26 July 2013 08:43 [Source: ICB]
The company's first commercial scale BDO plant at around 65,000 tonnes/year will likely be in Asia
Myriant's bio-succinic acid plant in Louisiana, US, started up in June
The bio-BDO project in Asia would be fully integrated with a bio-succinic acid plant at the site for feedstock.
In 2011, Thailand-based PTT Chemical made a $60m (€46m) equity investment in Myriant for a 46% stake, and the companies were exploring the construction of a bio-succinic acid plant in Southeast Asia.
That year, Myriant also disclosed in a proposed IPO (initial public offering) filing that it signed a memorandum of understanding with China National BlueStar to develop a proposal for a jointly-owned 220m lb/year bio-succinic acid plant in Nanjing, China.
It noted that BlueStar was producing BDO utilising a process licensed from UK-based chemical technology licensing company Davy Technologies.
On 12 June 2013, Myriant and Davy Technologies announced the successful production of bio-BDO and tetrahydrofuran (THF), using Myriant's bio-succinic acid and the Davy BDO/THF process.
"It is a huge advantage that we have qualified our succinic acid as a feedstock for existing and new plants using the Davy BDO/THF process," said Saleh.
"This will allow us to go to market faster."
Davy is the leading licensor of process technology to produce BDO/THF from maleic anhydride, with around 800,000 tonnes/year of capacity already installed, noted Saleh.
Myriant's bio-succinic acid can be used as a feedstock instead in Davy's BDO/THF process to produce equivalents of petroleum-based BDO, THF and gamma-butyrolactone, according to Davy.
"We need to be cost competitive with petroleum - not bank on a premium for bio-BDO. We've always believed in 'no green price premium' for bio-BDO," said Saleh.
"Our potential customers would not seriously make changes to their supply base unless the price for bio-BDO is the same as petroleum-based BDO. We also had to prove cost competitiveness to Davy," he added.
While Myriant is not counting on a green price premium for its bio-BDO, the verdict is still out on whether its potential customers can leverage the green aspect of products produced with bio-BDO, noted the executive.
"Green at best is a tiebreaker, if the quality and availability of supply is the same," Saleh said.
On 17 June, Myriant announced the start-up of its 30m lb/year (13,608 tonne/year) bio-succinic acid plant in Lake Providence, Louisiana, US - the first of its kind and scale in North America.
The company is now in the process of selecting a site for its second bio-succinic acid plant in the US - a much larger facility with 140m lb of capacity.
"We're in final site selection mode and early engineering mode," said Saleh.
Among other competing bio-BDO technologies, the Davy BDO/THF process is the most efficient as it uses both sugar and carbon dioxide (CO2) as feedstock, resulting in higher yields in its fermentation process, said the executive.
"Our main competitor produces CO2 in the fermentation process, and so they lose 50% of the feedstock to CO2 production and have a higher feedstock cost because of lower yields," said Saleh.
"We sequester CO2 in our process to achieve a maximum theoretical yield.
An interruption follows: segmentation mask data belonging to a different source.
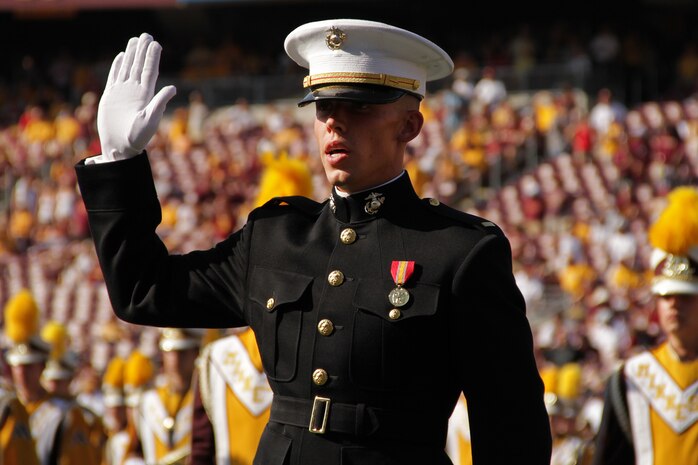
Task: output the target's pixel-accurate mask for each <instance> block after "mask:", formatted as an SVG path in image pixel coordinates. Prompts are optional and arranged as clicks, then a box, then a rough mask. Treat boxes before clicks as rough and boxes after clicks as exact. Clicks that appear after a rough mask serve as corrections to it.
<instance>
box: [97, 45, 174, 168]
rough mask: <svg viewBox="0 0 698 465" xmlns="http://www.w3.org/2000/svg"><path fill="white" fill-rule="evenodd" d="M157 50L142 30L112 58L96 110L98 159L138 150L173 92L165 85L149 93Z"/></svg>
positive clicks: (123, 156) (156, 75)
mask: <svg viewBox="0 0 698 465" xmlns="http://www.w3.org/2000/svg"><path fill="white" fill-rule="evenodd" d="M161 52H162V47H161V46H160V44H159V43H157V42H155V41H154V40H153V37H152V36H151V35H150V34H146V33H143V34H141V35H140V37H132V38H131V39H130V40H129V41H128V45H127V46H126V51H125V52H120V53H119V54H118V55H117V56H116V58H114V62H113V63H112V66H111V70H110V71H109V77H108V78H107V85H106V87H105V88H104V93H103V94H102V98H101V99H100V101H99V108H98V110H97V132H98V133H99V139H100V142H101V144H102V161H115V160H123V159H126V158H130V157H132V156H134V155H137V154H139V153H141V152H142V151H143V149H145V146H146V144H147V143H148V141H150V139H151V138H152V137H153V135H154V134H155V131H156V130H157V127H158V124H159V123H160V119H161V118H162V115H163V113H164V112H165V106H166V105H167V102H169V101H170V99H171V98H172V97H174V96H175V94H176V93H177V89H175V87H174V86H166V87H163V88H162V89H161V90H160V92H158V94H157V95H155V96H154V97H153V94H154V93H155V83H156V81H157V77H158V67H159V66H160V53H161Z"/></svg>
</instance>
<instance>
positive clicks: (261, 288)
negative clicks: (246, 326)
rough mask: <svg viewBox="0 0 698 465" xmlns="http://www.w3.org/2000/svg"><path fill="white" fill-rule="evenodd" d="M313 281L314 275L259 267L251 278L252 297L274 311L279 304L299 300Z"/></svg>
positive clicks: (255, 271) (252, 297)
mask: <svg viewBox="0 0 698 465" xmlns="http://www.w3.org/2000/svg"><path fill="white" fill-rule="evenodd" d="M312 281H313V278H312V276H305V275H302V274H298V273H293V272H290V271H282V270H273V269H271V268H261V267H257V268H255V269H254V271H253V272H252V278H251V280H250V299H251V300H252V301H253V302H257V303H258V304H259V305H261V306H262V307H264V308H266V309H267V310H268V311H270V312H273V311H275V310H276V309H277V308H278V307H279V305H283V304H287V303H289V302H296V301H298V300H299V299H300V298H301V296H302V295H303V293H304V292H305V290H306V289H307V288H308V286H309V285H310V283H311V282H312Z"/></svg>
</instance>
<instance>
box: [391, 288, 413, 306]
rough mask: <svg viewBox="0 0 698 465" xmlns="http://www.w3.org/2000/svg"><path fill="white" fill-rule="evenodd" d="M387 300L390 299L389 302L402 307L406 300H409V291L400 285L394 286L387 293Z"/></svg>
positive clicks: (397, 305) (395, 305)
mask: <svg viewBox="0 0 698 465" xmlns="http://www.w3.org/2000/svg"><path fill="white" fill-rule="evenodd" d="M388 300H389V301H390V303H391V304H393V305H394V306H396V307H402V306H403V305H405V304H406V303H407V302H409V300H410V293H409V292H407V291H406V290H405V289H403V288H402V287H396V288H395V289H393V290H392V291H390V294H388Z"/></svg>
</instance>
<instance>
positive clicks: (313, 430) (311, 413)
mask: <svg viewBox="0 0 698 465" xmlns="http://www.w3.org/2000/svg"><path fill="white" fill-rule="evenodd" d="M329 414H330V399H328V398H327V397H320V396H315V399H313V410H312V411H311V412H310V423H309V424H308V431H310V432H311V433H315V434H325V430H326V429H327V417H328V416H329Z"/></svg>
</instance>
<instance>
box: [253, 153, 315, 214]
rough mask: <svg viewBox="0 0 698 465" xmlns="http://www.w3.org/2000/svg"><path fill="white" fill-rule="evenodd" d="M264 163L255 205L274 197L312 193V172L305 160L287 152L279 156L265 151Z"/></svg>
mask: <svg viewBox="0 0 698 465" xmlns="http://www.w3.org/2000/svg"><path fill="white" fill-rule="evenodd" d="M262 164H263V165H264V171H263V172H262V176H261V178H260V181H259V191H258V193H257V197H256V199H255V203H254V207H259V206H261V205H263V204H264V203H266V202H267V201H269V200H271V199H272V198H274V197H283V196H290V195H303V196H305V197H310V196H311V195H312V193H313V181H312V173H311V171H310V167H309V166H308V163H307V162H306V161H305V160H303V159H301V158H295V157H289V156H288V154H287V153H286V152H283V153H281V154H279V155H278V156H274V155H273V154H272V153H265V154H264V155H262Z"/></svg>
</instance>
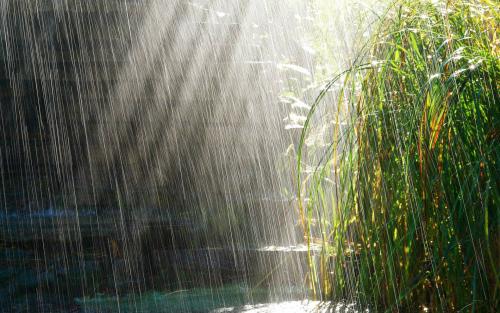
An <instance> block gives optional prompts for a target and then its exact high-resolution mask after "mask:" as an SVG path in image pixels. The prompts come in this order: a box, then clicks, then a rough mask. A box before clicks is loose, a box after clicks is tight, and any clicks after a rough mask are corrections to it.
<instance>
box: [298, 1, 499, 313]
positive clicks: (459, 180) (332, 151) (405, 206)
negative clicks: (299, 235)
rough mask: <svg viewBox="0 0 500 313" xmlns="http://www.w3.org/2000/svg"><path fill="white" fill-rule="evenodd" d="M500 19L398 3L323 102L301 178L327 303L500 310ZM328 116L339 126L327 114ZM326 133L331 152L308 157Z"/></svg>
mask: <svg viewBox="0 0 500 313" xmlns="http://www.w3.org/2000/svg"><path fill="white" fill-rule="evenodd" d="M499 22H500V5H499V4H498V2H496V1H488V0H483V1H480V0H476V1H474V0H470V1H448V2H446V1H424V0H413V1H406V0H401V1H396V2H395V3H393V4H392V5H391V6H390V7H389V8H388V10H387V12H386V14H385V15H384V16H383V17H381V18H380V20H379V21H378V23H377V26H375V27H374V29H375V31H374V33H373V35H372V38H371V41H369V42H368V44H367V45H366V47H365V49H364V50H363V51H362V53H361V54H360V57H359V58H358V59H357V61H356V62H355V63H354V64H353V66H352V67H351V68H350V69H348V70H347V71H345V72H344V73H342V74H340V75H339V76H337V77H336V78H335V79H333V80H332V81H331V82H330V83H329V84H328V85H327V86H326V87H325V88H324V90H323V91H322V92H321V93H320V95H319V96H318V98H317V99H316V101H315V103H314V105H313V107H312V109H311V111H310V112H309V115H308V119H307V121H306V123H305V127H304V129H303V132H302V136H301V140H300V146H299V151H298V169H297V170H298V190H299V192H298V193H299V200H300V201H299V203H300V211H301V215H302V222H303V225H304V230H305V236H306V238H307V241H308V243H309V244H310V245H311V246H312V244H313V243H317V244H319V245H321V247H322V249H321V253H320V254H319V256H315V255H314V254H313V253H312V252H310V254H309V265H310V267H311V279H310V283H311V287H312V289H313V290H314V291H315V294H316V295H317V296H318V297H322V298H324V299H326V298H330V299H332V298H333V299H348V300H352V301H356V302H357V303H359V304H360V305H362V306H365V307H370V308H372V310H375V311H381V312H384V311H387V312H397V311H407V312H417V311H419V310H423V311H427V310H430V311H432V312H456V311H459V312H495V310H497V309H498V308H499V300H500V295H499V286H500V284H499V279H500V277H499V274H500V273H499V271H500V269H499V264H500V229H499V227H500V226H499V219H500V215H499V211H500V95H499V87H500V59H499V57H500V35H499V25H500V23H499ZM329 92H332V93H333V94H335V99H336V101H335V103H331V102H330V101H325V99H327V98H326V95H327V94H328V93H329ZM328 106H329V107H335V111H336V114H335V115H334V117H333V120H332V119H331V118H328V119H324V118H321V116H320V115H321V114H318V113H319V112H323V111H322V110H321V109H320V108H322V107H328ZM318 115H319V116H318ZM325 125H329V126H330V130H331V131H330V133H329V138H330V140H329V142H330V144H329V145H328V146H326V147H323V148H322V149H312V148H311V147H308V146H307V145H306V141H307V139H308V136H310V135H311V133H313V132H314V129H316V128H320V127H322V126H325ZM318 151H319V152H318ZM306 167H307V169H309V170H306ZM311 168H312V169H313V170H312V171H311V170H310V169H311Z"/></svg>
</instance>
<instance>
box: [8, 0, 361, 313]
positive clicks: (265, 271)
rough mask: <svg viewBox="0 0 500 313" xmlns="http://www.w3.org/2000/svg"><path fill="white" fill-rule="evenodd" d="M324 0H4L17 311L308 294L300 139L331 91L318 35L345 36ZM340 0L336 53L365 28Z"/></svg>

We use sugar and CO2, and everything is consumed," he added.
This also results in a reduced carbon footprint, Saleh noted.
Competitor US-based renewable chemical process technology firm Genomatica has already signed bio-BDO production deals with Germany-based chemical producers BASF and LANXESS, as well as Italy-based Novamont.
US-based renewable chemicals company BioAmber also has signed a deal with Germany-based chemical distributor Brenntag for the latter to distribute its bio-succinic acid and bio-BDO derivatives in the Americas.
"These [competitor] announcements validate the demand for bio-BDO in the market. Customers are not going to change procurement activities if there is only one supplier and one technology for bio-BDO," said Saleh.